La diplomazia è un’arte politica raffinata. Quando si vuol capire, occorre decodificare le parole, ma stare anche, se non principalmente, ai fatti. E i fatti sono noti.
Nel giro di pochi giorni è accaduto, come già in passato, che i terroristi islamici, che hanno provocato attentati orribili a Parigi e a Vienna, hanno spesso a che fare con l’Italia. A cominciare dall’uccisione del professore Samuel Paty, decapitato dal diciottenne Abdoullakh Abuyezidvich Anzorov, nato in Russia da famiglia di origine cecena e in Francia con lo stato di rifugiato. Così anche il 21enne Brahim Aouissaoui, tunisino, sbarcato a Lampedusa, artefice dell’attentato nella basilica di Notre Dame a Nizza, uccidendo tre persone. Infine il fermo, a Varese, del ceceno Turko Arsimekov, sospettato di far parte della cellula cui ha fatto riferimento il killer che ha compiuto l’attentato a Vienna, uccidendo quattro persone. Persone, come le altre vittime, colpevoli solo di esistere, ma con famiglie, affetti, lavori, amori e sentimenti. Il personaggio, arrestato a Varese, sarebbe sospettato di far parte della cellula di terroristi islamisti che avrebbe a che vedere con queste stragi. I servizi segreti austriaci avevano già segnalato a quelli italiani il nome del ceceno, Turko Arsimekov. Che è stato arrestato, ma dopo. Purtroppo.

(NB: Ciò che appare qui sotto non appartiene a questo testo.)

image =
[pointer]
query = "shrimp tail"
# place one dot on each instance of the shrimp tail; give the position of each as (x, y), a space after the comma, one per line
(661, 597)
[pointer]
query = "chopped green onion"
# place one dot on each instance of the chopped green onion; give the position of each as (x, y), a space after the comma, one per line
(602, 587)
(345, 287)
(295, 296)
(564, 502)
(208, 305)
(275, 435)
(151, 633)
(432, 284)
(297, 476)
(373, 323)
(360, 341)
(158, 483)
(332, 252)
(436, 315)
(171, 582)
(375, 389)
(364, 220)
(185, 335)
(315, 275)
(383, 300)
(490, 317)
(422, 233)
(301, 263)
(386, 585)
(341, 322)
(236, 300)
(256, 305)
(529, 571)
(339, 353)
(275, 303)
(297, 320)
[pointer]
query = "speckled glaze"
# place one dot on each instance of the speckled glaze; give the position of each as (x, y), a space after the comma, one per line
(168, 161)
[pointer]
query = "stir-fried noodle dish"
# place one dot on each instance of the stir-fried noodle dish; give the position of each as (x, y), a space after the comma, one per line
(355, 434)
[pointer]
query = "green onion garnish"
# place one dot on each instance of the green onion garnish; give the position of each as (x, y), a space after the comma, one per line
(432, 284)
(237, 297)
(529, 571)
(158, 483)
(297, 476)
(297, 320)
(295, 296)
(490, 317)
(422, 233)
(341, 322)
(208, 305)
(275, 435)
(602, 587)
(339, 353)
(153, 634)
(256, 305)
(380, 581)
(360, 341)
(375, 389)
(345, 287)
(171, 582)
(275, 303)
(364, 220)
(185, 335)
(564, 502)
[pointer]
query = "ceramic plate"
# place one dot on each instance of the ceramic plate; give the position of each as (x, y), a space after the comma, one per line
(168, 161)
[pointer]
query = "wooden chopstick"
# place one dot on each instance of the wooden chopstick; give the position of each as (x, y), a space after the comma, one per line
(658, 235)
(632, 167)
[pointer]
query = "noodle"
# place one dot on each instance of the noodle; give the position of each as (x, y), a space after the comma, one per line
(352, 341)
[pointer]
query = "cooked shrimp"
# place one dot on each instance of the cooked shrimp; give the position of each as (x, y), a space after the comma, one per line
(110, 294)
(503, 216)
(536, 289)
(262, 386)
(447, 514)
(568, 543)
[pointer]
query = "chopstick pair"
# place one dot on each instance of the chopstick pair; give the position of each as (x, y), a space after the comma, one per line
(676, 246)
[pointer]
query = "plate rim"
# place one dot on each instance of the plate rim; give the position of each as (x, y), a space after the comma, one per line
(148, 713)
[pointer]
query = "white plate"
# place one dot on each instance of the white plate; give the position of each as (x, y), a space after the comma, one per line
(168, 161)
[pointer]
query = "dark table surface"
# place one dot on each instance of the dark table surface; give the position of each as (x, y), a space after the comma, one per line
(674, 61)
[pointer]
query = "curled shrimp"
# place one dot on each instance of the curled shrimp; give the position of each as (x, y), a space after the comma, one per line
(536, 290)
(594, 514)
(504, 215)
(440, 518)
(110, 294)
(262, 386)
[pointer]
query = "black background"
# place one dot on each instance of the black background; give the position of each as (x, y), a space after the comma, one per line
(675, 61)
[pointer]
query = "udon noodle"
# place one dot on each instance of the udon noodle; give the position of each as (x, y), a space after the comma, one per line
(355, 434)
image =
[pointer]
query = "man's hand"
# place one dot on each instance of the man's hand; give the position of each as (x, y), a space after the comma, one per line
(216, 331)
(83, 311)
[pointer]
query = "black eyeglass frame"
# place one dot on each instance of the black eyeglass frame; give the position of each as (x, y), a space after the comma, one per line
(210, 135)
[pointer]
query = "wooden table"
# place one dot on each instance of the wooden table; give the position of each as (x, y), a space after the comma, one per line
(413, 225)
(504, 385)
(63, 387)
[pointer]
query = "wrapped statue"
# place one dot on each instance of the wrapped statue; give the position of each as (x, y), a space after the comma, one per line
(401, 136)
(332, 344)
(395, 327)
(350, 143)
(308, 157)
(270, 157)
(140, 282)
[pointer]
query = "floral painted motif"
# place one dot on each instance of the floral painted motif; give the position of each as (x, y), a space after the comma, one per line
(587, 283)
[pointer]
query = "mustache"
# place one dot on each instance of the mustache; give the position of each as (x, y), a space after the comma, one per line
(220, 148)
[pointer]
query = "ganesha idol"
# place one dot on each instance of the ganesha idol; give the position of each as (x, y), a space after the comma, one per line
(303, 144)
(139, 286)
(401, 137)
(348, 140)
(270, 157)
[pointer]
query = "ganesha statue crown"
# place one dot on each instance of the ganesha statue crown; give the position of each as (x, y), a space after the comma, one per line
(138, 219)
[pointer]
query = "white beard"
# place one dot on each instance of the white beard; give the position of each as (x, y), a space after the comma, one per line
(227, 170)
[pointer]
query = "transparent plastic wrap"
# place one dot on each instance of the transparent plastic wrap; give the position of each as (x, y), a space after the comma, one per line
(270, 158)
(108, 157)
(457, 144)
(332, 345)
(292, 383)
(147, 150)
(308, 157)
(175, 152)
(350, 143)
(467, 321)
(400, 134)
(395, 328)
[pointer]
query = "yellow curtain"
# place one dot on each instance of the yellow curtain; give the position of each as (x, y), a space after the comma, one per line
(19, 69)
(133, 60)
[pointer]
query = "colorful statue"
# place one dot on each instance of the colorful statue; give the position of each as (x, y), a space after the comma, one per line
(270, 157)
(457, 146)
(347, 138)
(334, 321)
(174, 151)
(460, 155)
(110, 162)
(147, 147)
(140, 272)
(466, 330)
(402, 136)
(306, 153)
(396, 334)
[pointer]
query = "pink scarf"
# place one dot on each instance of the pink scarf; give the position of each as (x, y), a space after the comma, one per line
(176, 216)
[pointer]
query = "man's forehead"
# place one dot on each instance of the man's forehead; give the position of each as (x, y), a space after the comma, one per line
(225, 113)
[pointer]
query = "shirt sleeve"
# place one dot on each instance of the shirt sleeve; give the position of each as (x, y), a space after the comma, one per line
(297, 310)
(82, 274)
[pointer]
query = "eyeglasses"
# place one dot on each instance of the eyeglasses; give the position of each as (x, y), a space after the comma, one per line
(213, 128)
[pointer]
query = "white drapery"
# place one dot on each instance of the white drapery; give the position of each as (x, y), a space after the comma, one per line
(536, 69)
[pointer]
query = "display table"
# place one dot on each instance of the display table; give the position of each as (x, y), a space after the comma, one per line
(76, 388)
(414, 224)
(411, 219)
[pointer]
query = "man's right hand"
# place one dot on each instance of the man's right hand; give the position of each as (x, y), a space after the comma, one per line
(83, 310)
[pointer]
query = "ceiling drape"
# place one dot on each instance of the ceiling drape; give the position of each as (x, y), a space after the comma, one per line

Prima di questo arresto, e dopo gli attentati in Francia e Austria, sul tema del terrorismo si è svolto un summit in video fra Macron, Sebastian Kurz e Angela Merkel. Ora il ministro degli Affari europei della Francia, Clément Beaune, assicura che «nessuno voleva escludere l’Italia». Ma chiedetevi perché l’hanno esclusa e capirete perché. Per caso, non si fidano. I servizi segreti italiani funzionano, ma l’indecisione pure. Sempre il ministro francese ha dichiarato che nessuno voleva escludere l’Italia, ma occorre rivedere gli accordi di Schengen sulla libera circolazione. Accordi che la Francia ha già sospeso. Come altri in Europa. Poi ha dichiarato che si sta arrivando, in sede europea, ad una revisione della politica migratoria. Parla di «piccoli disaccordi», ma staremo a vedere se sono così piccoli, visto che da tempo si discute di questo problema e non si vedono risultati, ma solo annunciazioni di «solidarietà obbligatoria», che obbligatoria non è.
Purtroppo la realtà è un po’ diversa e l’Italia non è messa bene, quando non fa che mandare messaggi di accoglienza e solidarietà, ma anche di poca serietà, nello smontare e rimontare la politica migratoria.
Su questo tema sono già intervenuto su questo giornale. Sempre fuori da qualsiasi intenzione demagogica o populista, ma rispettando la realtà di un fenomeno che può diventare drammatico per i migranti, ma anche per gli italiani e gli europei. Anche perché il Covid complica tutto e riverbera la crisi anche nei paesi di partenza, dove dall’Italia arrivano messaggi “sbagliati”. Messaggi che arrivano anche a Parigi, a Vienna, a Berlino.